The more time I spend talking to Sosowski, the more I realise that the game he has jokingly described as “The Worst Game Ever” is, in fact, very carefully constructed. One video shows a man with an enormous torso and big beefy arms dragging his tiny lower half through the streets, and then Kong-like up a building where he raises a finger to the camera. It's one of the most gloriously stupid things I've ever seen in a game, but it's actually a depiction of one of the game's several movement options. The character is half-big and half-small because he eats half of what Sosowski calls “a Mario mushroom”, but he's really half-big and half-small because that allows arm and head tracking to work while the untrackable legs are effectively taken out of consideration.
You can also use the now-standard teleportation method of first-person movement, throwing a target and warping to the place it lands. You can also drive a car, as can the erratic AI characters. You can break almost everything in the world and craft new items by mashing two objects together. Pick up a person and attach them to a rocket and watch as the physics engine does the rest, sending them spiralling into the air or trailing along the ground.

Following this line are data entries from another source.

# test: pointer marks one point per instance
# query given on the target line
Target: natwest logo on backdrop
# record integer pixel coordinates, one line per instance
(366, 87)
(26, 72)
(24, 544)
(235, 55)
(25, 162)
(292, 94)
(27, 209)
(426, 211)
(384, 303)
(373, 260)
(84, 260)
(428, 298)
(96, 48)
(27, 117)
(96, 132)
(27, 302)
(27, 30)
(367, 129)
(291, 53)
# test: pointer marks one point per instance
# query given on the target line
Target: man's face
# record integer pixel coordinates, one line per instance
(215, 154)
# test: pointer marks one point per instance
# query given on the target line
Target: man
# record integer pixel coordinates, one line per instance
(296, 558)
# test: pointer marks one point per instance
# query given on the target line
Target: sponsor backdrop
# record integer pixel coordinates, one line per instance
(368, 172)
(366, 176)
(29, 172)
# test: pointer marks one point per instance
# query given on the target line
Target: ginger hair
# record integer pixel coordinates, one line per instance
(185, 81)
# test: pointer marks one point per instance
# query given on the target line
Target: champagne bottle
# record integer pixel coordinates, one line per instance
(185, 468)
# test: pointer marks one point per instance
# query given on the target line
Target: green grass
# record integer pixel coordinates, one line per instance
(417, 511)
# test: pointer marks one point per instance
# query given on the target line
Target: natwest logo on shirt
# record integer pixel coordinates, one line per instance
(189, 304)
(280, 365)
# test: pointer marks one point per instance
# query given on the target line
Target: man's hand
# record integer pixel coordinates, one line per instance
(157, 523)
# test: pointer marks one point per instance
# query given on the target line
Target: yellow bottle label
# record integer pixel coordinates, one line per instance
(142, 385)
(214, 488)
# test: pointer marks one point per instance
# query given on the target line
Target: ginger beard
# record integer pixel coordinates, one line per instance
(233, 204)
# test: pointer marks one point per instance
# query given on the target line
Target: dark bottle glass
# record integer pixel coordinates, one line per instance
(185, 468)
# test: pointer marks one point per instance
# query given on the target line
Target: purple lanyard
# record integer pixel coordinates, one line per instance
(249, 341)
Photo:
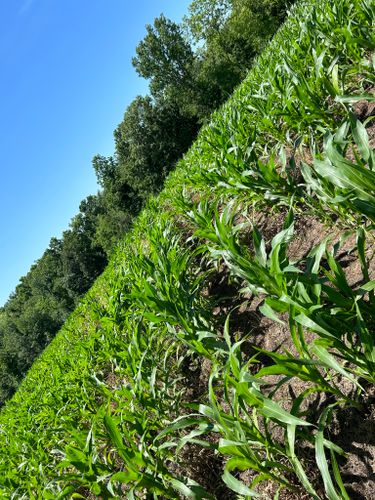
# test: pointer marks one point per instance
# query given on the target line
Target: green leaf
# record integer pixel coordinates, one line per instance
(238, 486)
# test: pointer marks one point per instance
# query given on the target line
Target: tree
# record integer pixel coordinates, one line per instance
(164, 56)
(206, 18)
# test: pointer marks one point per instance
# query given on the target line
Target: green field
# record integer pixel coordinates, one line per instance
(228, 349)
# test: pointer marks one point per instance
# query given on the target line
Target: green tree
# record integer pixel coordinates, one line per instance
(164, 56)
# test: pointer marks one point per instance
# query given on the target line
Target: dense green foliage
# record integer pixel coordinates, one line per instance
(186, 84)
(114, 408)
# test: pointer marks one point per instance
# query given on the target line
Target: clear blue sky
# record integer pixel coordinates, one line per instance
(65, 81)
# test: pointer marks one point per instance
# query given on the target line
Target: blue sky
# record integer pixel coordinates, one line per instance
(66, 79)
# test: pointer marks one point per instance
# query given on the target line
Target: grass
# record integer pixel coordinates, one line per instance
(112, 409)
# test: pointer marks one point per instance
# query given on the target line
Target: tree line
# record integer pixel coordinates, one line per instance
(192, 68)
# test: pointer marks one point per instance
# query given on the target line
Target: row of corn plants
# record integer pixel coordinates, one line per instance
(108, 411)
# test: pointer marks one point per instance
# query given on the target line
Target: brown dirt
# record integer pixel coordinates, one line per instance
(359, 468)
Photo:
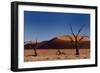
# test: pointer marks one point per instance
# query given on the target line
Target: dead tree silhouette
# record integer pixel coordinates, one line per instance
(75, 41)
(34, 48)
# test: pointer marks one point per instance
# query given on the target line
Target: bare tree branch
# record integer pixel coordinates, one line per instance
(72, 41)
(80, 29)
(72, 30)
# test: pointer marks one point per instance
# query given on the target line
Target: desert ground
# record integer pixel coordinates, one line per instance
(51, 54)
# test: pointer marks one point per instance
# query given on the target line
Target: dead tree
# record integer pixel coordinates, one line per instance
(34, 48)
(76, 40)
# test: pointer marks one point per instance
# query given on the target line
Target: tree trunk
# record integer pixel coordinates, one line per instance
(58, 52)
(76, 46)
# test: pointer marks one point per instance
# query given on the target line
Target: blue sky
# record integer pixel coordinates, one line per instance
(46, 25)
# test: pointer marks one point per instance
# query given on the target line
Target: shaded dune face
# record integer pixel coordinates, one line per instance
(63, 42)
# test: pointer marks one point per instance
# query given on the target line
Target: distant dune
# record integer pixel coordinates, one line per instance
(62, 41)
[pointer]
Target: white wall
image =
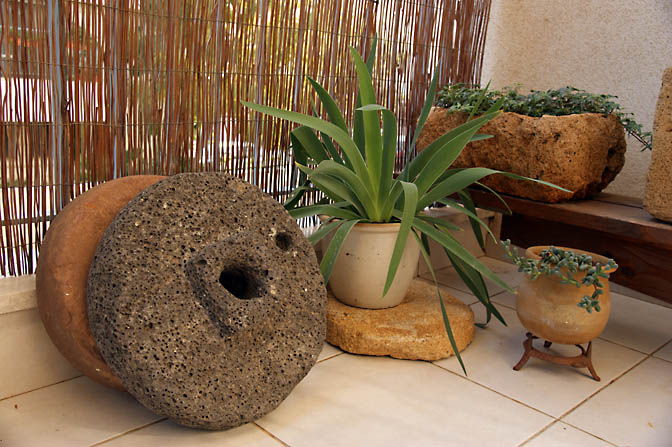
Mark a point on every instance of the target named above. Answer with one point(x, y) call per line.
point(619, 47)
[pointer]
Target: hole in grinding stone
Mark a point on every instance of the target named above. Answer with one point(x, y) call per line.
point(240, 283)
point(284, 241)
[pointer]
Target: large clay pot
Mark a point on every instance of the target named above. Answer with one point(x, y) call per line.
point(360, 271)
point(549, 309)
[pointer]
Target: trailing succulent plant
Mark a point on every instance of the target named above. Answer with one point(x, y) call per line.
point(563, 101)
point(552, 262)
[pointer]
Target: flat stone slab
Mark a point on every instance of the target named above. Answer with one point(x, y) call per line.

Theoretically, you could, I think, attach an animal to a person. There is a zoo in the city and though the version I was shown was unpopulated, it'll have elephants at the very least. I asked if there would be giraffes and Sosowski was immediately editing in real-time again: “Yes. There should be. I'll make a note of that.”
But I'm imagining a giraffe, of course, because I'm imagining how a giraffe would look if it were boneless just as these people are boneless. With the head dangling at the end of that mighty neck like a wrecking ball on a rope, we'd be back to nightmare country.
So, do animals have bones or did the toxin only work on people?
“Oh no, they do not have bones. Nothing has bones. Except you.”
Mosh Pit Simulator has been a QWOP-like racing game, a two-player beat 'em up and a surreal comedy spectator sport. When it arrives in Early Access, it'll be one of the silliest but also one of the smartest VR games out there. That's because Sosowski didn't set out to make a VR game because that seemed like the right thing to do for reasons of commerce or curiosity. He made a VR game because that's where his creative impulses led him; Mosh Pit Simulator is about many things, but fundamental to its appeal is the initial push that sets all the other events into motion. You need to be able to touch these creatures if you're going to have any chance of understanding them.
"In VR," he told me when explaining the benefits of using the tech, "you can touch their butts."